TULSA, Okla. - Officials at the Tulsa County District Attorney’s Office said that kids who make threats against schools are in real trouble.
They said they want this to count as fair warning: Times have changed and nobody will escape prosecution for any reason.
Wednesday, the district attorney's office filed charges against three juveniles in three different incidents. All three individuals are being charged under the juvenile delinquent charge statute, which means their cases through the juvenile court system. Their records will be sealed to the public.
Two teens are facing charges for planning a threatening act at Owasso, Liberty High School, and another student is charged with just threatening an act at Rogers and Webster schools.
The Tulsa Public Schools district released a statement in connection to the recent threats:
Students who make threats to schools on social media are subject to incredibly serious and potentially life-altering consequences. We take these kinds of incidents seriously and respond urgently and thoroughly with the support and resources of local and state law enforcement agencies. Regardless of the original intention of a social media post - whether it was a joke or an expression of frustration – students can face long term suspension, arrest, and criminal charges.
We urge parents and families to talk with their children about the importance of good digital citizenship and the severity of the potential consequences for bad decisions made online.
At least seven Green Country districts have been put on lockdown and at least four local children were arrested.
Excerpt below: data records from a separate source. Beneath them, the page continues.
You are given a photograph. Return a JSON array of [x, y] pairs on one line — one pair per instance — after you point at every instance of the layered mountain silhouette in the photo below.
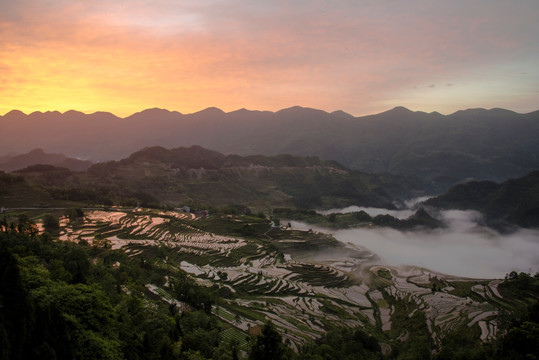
[[38, 156], [515, 201], [484, 144], [157, 176]]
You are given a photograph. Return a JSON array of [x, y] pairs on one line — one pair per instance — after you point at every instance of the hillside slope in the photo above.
[[157, 176], [484, 144], [515, 201]]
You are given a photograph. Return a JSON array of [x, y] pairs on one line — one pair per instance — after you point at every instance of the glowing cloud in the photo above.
[[124, 56]]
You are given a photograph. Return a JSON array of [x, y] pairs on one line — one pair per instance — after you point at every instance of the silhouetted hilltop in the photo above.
[[38, 156], [484, 144], [515, 201]]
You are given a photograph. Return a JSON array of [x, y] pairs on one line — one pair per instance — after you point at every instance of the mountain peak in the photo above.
[[14, 114], [211, 111]]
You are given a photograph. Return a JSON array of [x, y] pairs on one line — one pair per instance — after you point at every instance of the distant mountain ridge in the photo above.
[[491, 144], [157, 176], [515, 201], [38, 156]]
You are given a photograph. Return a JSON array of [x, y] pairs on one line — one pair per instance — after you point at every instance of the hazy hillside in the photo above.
[[515, 201], [157, 176], [484, 144], [38, 156]]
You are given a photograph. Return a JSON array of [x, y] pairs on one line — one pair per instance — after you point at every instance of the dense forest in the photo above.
[[65, 300]]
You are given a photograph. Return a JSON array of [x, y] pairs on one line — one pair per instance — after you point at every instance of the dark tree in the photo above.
[[269, 345]]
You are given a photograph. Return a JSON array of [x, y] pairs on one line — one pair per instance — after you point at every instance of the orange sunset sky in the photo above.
[[358, 56]]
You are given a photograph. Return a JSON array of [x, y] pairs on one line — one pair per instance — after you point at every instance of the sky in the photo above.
[[359, 56]]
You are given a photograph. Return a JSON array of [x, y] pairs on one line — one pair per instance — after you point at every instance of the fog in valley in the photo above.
[[464, 248]]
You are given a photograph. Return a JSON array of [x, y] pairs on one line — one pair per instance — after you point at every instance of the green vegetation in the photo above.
[[515, 201], [342, 221]]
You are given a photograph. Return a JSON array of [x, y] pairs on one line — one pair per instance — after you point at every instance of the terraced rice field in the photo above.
[[302, 298]]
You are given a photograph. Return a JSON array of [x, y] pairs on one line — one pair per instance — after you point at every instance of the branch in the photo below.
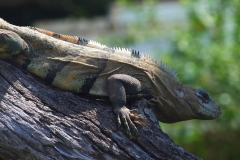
[[38, 121]]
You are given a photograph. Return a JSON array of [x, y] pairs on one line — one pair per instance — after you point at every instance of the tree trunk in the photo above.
[[38, 121]]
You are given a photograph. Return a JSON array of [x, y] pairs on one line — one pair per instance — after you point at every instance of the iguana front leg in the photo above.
[[120, 85]]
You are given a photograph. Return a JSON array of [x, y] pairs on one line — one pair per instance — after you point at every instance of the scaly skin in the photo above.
[[87, 67]]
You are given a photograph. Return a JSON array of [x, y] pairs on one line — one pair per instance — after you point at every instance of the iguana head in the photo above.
[[178, 102]]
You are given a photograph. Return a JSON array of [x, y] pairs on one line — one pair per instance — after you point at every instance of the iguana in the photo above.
[[87, 67]]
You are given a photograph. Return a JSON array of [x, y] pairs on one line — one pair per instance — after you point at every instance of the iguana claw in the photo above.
[[125, 115]]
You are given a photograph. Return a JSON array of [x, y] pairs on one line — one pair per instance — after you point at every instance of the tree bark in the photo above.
[[38, 121]]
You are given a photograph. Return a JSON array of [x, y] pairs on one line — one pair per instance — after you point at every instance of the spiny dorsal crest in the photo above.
[[128, 52]]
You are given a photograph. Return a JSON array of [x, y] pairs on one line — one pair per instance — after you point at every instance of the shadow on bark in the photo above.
[[38, 121]]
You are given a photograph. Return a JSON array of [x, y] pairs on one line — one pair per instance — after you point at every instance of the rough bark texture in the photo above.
[[38, 121]]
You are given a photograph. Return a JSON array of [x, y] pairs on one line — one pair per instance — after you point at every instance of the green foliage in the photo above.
[[207, 55]]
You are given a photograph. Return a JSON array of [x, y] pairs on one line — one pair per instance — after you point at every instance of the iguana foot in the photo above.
[[124, 115]]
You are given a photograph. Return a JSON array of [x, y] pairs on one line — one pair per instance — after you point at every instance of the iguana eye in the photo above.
[[203, 95], [180, 93]]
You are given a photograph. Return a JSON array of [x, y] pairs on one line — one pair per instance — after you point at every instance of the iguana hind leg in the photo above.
[[11, 44], [120, 85]]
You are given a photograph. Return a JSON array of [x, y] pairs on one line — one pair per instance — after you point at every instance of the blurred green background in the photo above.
[[203, 49]]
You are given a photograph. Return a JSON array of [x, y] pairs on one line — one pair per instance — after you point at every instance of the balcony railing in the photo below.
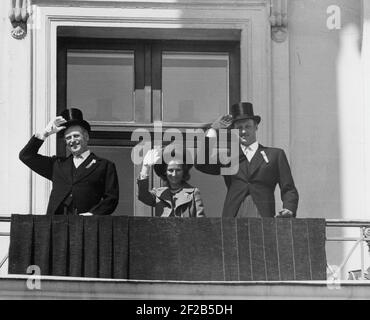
[[361, 241]]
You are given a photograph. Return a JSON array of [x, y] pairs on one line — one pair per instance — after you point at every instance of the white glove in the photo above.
[[54, 126], [150, 158]]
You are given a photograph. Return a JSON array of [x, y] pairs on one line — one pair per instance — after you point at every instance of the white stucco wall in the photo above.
[[15, 116], [326, 105]]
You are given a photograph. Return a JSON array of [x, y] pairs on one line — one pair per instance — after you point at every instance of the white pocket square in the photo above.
[[264, 156], [91, 163]]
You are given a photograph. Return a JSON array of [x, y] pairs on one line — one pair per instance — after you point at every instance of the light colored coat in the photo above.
[[186, 203]]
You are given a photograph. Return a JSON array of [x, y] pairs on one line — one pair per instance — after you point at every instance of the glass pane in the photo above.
[[101, 84], [195, 86], [121, 157]]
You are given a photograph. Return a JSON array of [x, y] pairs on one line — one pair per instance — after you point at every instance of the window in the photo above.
[[124, 84]]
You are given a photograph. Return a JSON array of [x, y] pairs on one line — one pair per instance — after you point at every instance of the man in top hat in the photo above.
[[250, 191], [82, 182]]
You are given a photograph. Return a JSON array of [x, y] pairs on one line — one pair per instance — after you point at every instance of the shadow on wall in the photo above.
[[319, 96], [327, 110]]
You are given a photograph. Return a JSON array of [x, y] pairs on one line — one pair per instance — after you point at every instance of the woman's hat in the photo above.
[[243, 110], [173, 152], [74, 117]]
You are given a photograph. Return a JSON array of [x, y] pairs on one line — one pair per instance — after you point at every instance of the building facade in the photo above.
[[130, 64]]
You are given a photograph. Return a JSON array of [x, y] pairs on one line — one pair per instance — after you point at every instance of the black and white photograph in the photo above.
[[204, 152]]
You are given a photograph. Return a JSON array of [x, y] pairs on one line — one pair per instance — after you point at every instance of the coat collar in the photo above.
[[257, 160], [85, 168], [182, 197]]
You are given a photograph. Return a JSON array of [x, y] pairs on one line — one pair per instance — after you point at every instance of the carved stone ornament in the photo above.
[[279, 20], [18, 17]]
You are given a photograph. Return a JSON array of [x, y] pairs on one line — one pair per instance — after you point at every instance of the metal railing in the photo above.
[[362, 239], [4, 219]]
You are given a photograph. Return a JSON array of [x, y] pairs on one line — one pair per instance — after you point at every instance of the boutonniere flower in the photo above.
[[91, 163], [264, 156]]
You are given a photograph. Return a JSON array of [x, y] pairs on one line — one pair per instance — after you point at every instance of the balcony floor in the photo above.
[[15, 287]]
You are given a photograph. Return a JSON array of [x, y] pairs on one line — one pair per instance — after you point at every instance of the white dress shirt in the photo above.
[[77, 160], [250, 150]]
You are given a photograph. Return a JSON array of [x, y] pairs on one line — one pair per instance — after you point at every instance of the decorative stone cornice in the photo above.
[[18, 16], [279, 20]]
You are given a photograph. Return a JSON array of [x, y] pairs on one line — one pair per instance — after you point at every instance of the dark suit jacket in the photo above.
[[93, 188], [259, 179]]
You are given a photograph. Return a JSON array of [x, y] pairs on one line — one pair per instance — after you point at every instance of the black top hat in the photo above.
[[175, 153], [243, 110], [74, 117]]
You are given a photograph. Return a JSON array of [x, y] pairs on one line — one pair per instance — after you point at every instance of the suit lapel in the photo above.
[[256, 161], [66, 168], [87, 167]]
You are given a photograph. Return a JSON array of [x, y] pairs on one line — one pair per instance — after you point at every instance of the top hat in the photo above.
[[74, 117], [172, 152], [243, 110]]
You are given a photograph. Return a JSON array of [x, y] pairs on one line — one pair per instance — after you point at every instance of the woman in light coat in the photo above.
[[177, 198]]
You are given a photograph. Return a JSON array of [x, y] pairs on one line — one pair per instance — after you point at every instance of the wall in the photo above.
[[328, 117], [15, 116], [319, 67]]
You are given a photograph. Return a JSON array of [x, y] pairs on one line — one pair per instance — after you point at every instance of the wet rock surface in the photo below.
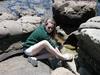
[[20, 66], [89, 45], [70, 14]]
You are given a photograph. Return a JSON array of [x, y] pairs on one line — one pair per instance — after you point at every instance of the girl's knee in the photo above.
[[45, 41], [28, 52]]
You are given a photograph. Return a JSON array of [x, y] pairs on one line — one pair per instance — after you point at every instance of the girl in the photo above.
[[42, 39]]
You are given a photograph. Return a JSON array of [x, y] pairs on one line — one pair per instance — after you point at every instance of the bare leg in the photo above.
[[35, 49]]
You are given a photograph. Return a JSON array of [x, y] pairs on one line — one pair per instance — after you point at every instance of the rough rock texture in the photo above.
[[61, 71], [23, 25], [89, 44], [7, 16], [20, 66], [70, 14], [14, 32]]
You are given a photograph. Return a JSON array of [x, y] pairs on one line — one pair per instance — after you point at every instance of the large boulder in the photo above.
[[70, 14], [89, 45], [23, 25]]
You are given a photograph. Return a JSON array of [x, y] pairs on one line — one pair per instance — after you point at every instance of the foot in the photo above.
[[33, 61], [68, 57]]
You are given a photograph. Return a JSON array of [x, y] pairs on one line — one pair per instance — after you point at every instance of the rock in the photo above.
[[89, 44], [20, 66], [7, 16], [23, 25], [30, 19], [70, 14], [61, 71]]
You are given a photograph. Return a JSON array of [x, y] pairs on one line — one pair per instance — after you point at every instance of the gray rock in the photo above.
[[61, 71], [20, 66], [89, 45], [70, 14]]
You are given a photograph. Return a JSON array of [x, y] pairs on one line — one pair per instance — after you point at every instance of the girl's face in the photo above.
[[49, 26]]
“We’re trying to get a handle on all the school threats that are coming in,” said assistant district attorney Erik Grayless.
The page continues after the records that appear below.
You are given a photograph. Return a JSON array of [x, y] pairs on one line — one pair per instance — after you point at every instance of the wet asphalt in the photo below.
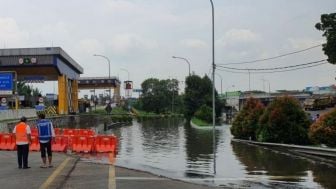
[[70, 171]]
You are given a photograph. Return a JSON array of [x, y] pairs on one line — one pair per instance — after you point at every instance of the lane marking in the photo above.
[[112, 180], [140, 178], [52, 177]]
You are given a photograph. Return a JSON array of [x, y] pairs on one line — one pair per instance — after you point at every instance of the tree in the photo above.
[[328, 26], [323, 131], [245, 124], [158, 95], [198, 92], [284, 121]]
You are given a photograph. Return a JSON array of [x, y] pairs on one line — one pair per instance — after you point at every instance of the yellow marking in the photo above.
[[112, 183], [54, 174]]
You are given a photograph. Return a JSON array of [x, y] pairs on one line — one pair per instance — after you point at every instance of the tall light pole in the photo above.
[[123, 69], [126, 92], [186, 60], [109, 64], [221, 82], [213, 83]]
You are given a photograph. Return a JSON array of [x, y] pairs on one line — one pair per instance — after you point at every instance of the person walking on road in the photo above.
[[46, 135], [22, 134]]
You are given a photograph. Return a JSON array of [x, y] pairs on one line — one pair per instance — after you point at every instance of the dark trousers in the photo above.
[[43, 147], [23, 151]]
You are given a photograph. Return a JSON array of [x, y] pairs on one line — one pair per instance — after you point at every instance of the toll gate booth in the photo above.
[[46, 64], [101, 83]]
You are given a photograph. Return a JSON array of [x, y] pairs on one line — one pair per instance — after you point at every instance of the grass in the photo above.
[[200, 122]]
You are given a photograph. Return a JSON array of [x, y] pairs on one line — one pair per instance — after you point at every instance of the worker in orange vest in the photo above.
[[22, 135]]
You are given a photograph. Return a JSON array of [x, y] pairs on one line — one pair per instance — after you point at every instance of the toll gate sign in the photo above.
[[6, 83]]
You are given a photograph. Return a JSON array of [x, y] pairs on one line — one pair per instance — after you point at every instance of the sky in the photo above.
[[141, 36]]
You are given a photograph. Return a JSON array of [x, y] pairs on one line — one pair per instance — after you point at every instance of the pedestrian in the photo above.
[[46, 135], [22, 134]]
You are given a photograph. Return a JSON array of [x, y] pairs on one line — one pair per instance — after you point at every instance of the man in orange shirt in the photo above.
[[23, 139]]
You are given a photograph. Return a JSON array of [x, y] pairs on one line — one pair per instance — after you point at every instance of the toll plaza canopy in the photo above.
[[46, 64], [98, 82], [36, 64], [101, 83]]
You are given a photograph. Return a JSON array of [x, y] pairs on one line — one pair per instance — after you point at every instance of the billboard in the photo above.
[[6, 83]]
WATCH: FOX23 talked to officials from the district attorney's office
The D.A.’s Office said that at one time, they may have considered extenuating circumstance, but times have changed so much that they are never going back.
“We’re here to issue a stern threat back to them,” Grayless said. “If you threaten a school, we will prosecute you.”
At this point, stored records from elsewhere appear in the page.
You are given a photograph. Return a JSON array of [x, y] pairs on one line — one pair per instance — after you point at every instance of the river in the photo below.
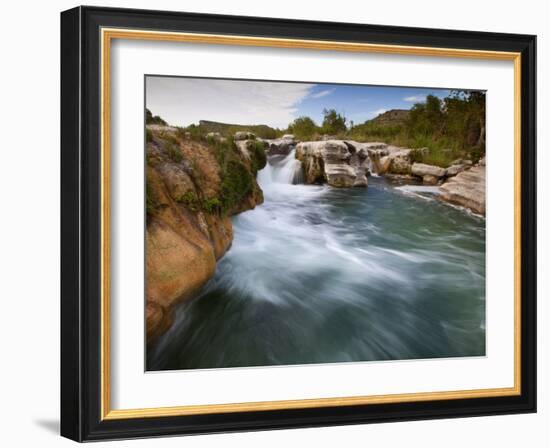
[[319, 275]]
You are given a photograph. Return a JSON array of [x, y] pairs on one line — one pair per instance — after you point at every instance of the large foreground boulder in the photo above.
[[190, 197]]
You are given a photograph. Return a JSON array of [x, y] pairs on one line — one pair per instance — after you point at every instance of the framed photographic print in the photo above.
[[274, 223]]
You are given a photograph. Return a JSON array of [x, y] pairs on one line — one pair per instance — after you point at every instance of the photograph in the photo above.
[[292, 223]]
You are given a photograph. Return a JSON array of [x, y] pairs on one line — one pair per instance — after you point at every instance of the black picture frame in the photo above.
[[81, 224]]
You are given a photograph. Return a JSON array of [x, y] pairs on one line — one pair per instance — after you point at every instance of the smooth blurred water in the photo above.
[[318, 275]]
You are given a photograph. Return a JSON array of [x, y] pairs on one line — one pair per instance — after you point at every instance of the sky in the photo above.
[[183, 101]]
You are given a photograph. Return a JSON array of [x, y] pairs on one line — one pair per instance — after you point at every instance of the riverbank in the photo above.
[[195, 184], [318, 274]]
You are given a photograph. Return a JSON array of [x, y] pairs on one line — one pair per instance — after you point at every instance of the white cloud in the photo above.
[[182, 101], [322, 93], [415, 98]]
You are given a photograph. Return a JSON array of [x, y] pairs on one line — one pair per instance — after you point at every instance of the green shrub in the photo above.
[[237, 183], [303, 128]]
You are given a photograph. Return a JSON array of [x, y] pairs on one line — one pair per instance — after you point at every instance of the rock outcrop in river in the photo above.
[[280, 146], [467, 189], [193, 187], [340, 163]]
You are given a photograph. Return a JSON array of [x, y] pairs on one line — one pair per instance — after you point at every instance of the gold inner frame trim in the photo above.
[[107, 35]]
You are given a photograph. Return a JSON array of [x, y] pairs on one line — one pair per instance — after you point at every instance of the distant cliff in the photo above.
[[393, 117]]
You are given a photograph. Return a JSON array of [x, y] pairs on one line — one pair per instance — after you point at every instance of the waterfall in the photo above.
[[285, 170]]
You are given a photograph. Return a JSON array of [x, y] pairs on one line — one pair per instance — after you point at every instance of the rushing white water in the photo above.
[[318, 274], [281, 170]]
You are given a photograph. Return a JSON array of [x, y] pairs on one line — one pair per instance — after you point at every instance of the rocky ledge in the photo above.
[[193, 187], [280, 146], [467, 189], [339, 163], [346, 163]]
Grayless said he wanted to make it even more clear.
“You cannot post pictures of a firearm on Instagram and reference your school. That’s a threat. The threat itself, regardless of your intention, is a crime,” he said.
That alone could lead someone to a misdemeanor charge and six months of jail time.
“And if, God forbid, you take it a step further and you make some overt act, like a plan or a scheme or a program, the punishment for that is up to 10 years in prison.”